The hearing aimed to ‘question the wisdom of relying for national economic policy on a single, specific model when alternatives are available.’ One of the most promising and popular of these alternatives was on display at a workshop in Warrenton, Virginia at the end of June, funded by the US National Science Foundation and attended by a diverse bunch that included economists from the Fed and the Bank of England, social scientists, policy advisors and computer scientists. They explored the potential of so-called agent-based models (ABMs) of the economy to help us learn the lessons of the current financial crisis and perhaps to develop an early-warning system for anticipating the next one. Better still, this non-traditional approach might offer prevention rather than cure: not the false promise of a crisis-free economy, but a way of identifying systemic vulnerabilities and mitigating their effects.
Agent-based modeling [1] does not assume that the economy can achieve a settled equilibrium. The modeler imposes no order or design on the economy from the top down, and unlike many traditional models, ABMs are not populated with ‘representative agents’: identical traders, firms or households whose individual behaviour mirrors the economy as a whole. Rather, an ABM uses a bottom-up approach which assigns particular behavioural rules to each agent. For example, some may believe that prices reflect fundamentals while others may rely on empirical observations of past price trends.
Crucially, agent behaviour may be determined (and altered) by direct interactions between them, whereas in conventional models interaction happens only indirectly through pricing. This provision of ABMs enables, for example, the copycat behaviour that leads to “herding” among investors.
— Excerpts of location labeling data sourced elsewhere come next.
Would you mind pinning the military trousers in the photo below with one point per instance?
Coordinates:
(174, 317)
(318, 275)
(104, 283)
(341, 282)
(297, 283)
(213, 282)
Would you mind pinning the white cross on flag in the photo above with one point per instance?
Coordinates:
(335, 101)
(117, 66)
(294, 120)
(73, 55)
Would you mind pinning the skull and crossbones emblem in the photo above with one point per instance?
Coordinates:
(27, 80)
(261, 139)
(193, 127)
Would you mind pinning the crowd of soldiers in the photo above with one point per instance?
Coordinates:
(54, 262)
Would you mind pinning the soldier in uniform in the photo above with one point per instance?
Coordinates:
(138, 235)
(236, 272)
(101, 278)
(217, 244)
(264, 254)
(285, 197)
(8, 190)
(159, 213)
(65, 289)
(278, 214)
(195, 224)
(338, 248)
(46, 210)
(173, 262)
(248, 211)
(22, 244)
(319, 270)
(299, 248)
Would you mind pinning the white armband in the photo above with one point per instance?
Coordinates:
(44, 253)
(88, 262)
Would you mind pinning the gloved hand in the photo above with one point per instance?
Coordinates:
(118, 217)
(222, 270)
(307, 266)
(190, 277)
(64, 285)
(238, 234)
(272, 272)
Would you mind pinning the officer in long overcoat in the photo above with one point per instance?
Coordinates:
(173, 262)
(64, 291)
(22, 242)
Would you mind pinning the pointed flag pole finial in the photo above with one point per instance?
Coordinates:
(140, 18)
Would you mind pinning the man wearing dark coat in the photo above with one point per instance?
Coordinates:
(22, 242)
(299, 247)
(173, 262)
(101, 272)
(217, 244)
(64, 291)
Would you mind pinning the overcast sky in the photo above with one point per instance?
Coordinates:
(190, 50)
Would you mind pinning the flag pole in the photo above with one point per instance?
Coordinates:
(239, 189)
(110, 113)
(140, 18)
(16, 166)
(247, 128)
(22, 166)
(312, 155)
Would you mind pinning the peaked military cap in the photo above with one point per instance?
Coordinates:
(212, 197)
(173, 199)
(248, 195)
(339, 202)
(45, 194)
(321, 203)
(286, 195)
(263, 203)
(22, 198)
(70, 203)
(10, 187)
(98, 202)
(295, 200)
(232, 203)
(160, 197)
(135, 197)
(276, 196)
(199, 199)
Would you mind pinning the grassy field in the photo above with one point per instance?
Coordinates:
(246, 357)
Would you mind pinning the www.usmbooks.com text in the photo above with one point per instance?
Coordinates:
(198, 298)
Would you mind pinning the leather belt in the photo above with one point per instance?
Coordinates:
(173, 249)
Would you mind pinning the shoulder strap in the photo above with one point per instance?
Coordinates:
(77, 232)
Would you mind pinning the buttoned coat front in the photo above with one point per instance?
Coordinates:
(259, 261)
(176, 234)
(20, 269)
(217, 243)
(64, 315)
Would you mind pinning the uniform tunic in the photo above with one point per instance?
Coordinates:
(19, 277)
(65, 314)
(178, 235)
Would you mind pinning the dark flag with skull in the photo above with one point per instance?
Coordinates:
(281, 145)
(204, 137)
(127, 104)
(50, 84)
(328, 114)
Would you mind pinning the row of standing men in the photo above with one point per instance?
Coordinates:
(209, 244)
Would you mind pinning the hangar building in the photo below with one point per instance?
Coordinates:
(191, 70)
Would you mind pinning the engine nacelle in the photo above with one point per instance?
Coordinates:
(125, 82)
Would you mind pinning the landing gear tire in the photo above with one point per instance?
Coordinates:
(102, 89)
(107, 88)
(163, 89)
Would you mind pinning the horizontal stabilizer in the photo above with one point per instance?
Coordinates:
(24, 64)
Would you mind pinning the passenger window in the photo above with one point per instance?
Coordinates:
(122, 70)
The agents may learn from experience or switch their strategies according to majority opinion. They can aggregate into institutional structures such as banks and firms. These things are very hard, sometimes impossible, to build into conventional models. But in an agent-based model one simply runs a computer simulation to see what emerges, free from any top-down assumptions. As economist Alan Kirman has put it, ABMs ‘provide an account of macro phenomena which are caused by interaction at the micro level but are no longer a blown-up version of that activity.’
Agent-based models are not exactly an alternative to conventional approaches, but a generalization of them: just about any economic theory could be expressed as an ABM, including the DSGE models now used for forecasting by most central banks. While those models are also based on microeconomic foundations, they accept the traditional view that there exists some ideal equilibrium towards which all prices are drawn. That this is often approximately true is why DSGE models perform well enough in a business-as-usual economy.
But DSGE models are useless in a crisis, as even advocates such as Robert Lucas admit. Last year, Lucas responded in this magazine to the criticism that these theories had failed to foresee the credit crunch by saying that such events are inherently unpredictable. All that can be reasonably expected of economic models, Lucas implied, is that they work well in ‘normal’ times. Crashes must forever be anomalies where theory breaks down.
That’s true of DSGE models because their ‘dynamic stochastic’ element amounts to minor fluctuations around an equilibrium state. Yet there is no equilibrium during big market fluctuations such as crashes – one can say that DSGE models thus insist that such events never occur.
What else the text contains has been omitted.